Die geschickt gehängte Gegenüberstellung der Werke Werefkins und Jawlenskys zeigt deutlich die Unterschiede im Pinselduktus, in der Farbenpalette, des bevorzugten Farbmaterials und der Motivwahl der Künstler auf Augenhöhe. So bevorzugt die Malerin Tempera-Farben, während er wegen der größeren Leuchtkraft lieber in Öl malt. Beide Künstler schätzen Theater- und Zirkusszenen sowie Landschaftsmotive.  Seine Landschaftsbilder sind menschenleer, ihre narrativen Werke zeigen dagegen fast immer gesichtslose, schwer arbeitende Gestalten in einfacher Kleidung vor gewaltiger Naturkulisse. In Werefkins Arbeiten ist deutlich Gauguins  Einfluss spürbar, während Jawlensky sich eher von van Gogh inspirieren ließ. Stillleben und Akte sowie Serien, wie beispielsweise die berühmten „Mythischen Köpfe“, Variationen und Meditationen, malt nur er.

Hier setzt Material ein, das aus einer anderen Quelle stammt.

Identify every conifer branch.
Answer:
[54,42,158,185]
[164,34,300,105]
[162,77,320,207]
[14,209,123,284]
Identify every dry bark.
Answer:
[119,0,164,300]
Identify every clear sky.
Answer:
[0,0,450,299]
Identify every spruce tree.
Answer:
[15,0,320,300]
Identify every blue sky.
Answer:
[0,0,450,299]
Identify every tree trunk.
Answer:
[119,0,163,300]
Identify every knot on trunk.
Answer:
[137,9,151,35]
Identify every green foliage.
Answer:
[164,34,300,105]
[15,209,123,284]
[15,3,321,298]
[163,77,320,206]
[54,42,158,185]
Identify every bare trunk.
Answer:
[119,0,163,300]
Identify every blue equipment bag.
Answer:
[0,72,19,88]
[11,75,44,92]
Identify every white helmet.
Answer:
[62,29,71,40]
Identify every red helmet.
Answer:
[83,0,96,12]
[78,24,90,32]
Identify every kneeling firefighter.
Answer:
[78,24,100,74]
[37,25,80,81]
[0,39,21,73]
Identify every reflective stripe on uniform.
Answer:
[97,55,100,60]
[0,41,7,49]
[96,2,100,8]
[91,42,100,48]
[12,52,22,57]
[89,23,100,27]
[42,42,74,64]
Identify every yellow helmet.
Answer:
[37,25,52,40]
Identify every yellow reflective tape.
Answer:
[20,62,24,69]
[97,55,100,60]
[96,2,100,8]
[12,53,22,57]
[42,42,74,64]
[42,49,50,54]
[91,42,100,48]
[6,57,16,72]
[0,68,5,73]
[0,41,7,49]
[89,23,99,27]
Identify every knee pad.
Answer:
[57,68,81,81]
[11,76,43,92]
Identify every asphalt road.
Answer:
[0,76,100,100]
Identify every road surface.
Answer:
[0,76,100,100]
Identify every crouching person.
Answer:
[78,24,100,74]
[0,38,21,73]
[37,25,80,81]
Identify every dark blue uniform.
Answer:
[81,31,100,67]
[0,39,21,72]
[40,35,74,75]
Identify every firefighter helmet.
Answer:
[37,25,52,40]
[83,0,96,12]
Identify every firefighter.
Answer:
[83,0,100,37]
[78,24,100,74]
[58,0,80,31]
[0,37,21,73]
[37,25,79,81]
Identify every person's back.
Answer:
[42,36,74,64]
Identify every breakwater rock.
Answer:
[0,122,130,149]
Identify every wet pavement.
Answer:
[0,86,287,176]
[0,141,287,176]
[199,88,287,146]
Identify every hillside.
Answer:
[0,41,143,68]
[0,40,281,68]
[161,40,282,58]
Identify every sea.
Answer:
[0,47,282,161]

Marianne von Werefkin „Ave Maria“, um 1927, Tempera auf Papier auf Karton; Fondazione Marianne Werefkin, Museo Communale d’Arte Moderna, Ascona; Foto: Fondazione Marianne Werefkin

Kunstfreunde müssen sich aufgrund des Erlasses zur Prävention der Coronavirus SARS-CoV-2-Infektionen allerdings mit einem Besuch der Schau noch bis zum 19. April 2020 gedulden, da das Museum für die Öffentlichkeit bis dahin geschlossen ist. Besucher/innen des Hessischen Landesmuseums für Kunst und Natur können sich aber dann auf ein prall gefülltes Besichtigungsprogramm freuen: Neben der Doppelretrospektive  Jawlensky und Werefkin sind noch die große Ludwig Knaus-Retrospektive „Homecoming“ (bis 2. August) sowie die grandiose Jugendstil-Schau und die Dauerausstellungen in der Gemäldegalerie und den naturwissenschaftlichen Sammlungen zu sehen.

Vor der Besichtigung empfiehlt es sich, ins Internet zu schauen:  www.museum-wiesbaden.de

Für die Ausstellung wurde eigens die Dokumentation der „Gelbe Salon“ (Regie: Ralph Goertz – IKS Medienarchiv Düsseldorf) produziert, der an die originalen Schauplätze des Künstlerpaars führt. Der Filmraum ist in dem Rundgang integriert.

Der opulente Katalog, 318 Seiten, ist im Prestel Verlag erschienen (Preis: 36 Euro an der Museumskasse) und für Kinder gibt es das ansprechende Begleitbuch „Alexej und Marianne“ (Preis:  9 Euro).

Die höchst beeindruckende Schau im Landesmuseum Wiesbaden ist ein Ausstellungsprojekt mit der Städtischen Galerie im Lenbachhaus, München – in Kooperation mit dem Alexej von Jawlensky Archiv, Muralto, CH und der Fondazione Marianne Werefkin, Ascona, CH.

„Lebensmenschen – Alexej von Jawlensky und Marianne von Werefkin – gefördert durch: Kulturfonds Frankfurt RheinMain, Kulturstiftung der Länder, Ernst von Siemens Kunststiftung, Sparkassen Kulturstiftung Hessen-Thüringen, Nassauische Sparkasse – ist bis zum 12. Juli 2020 zu sehen.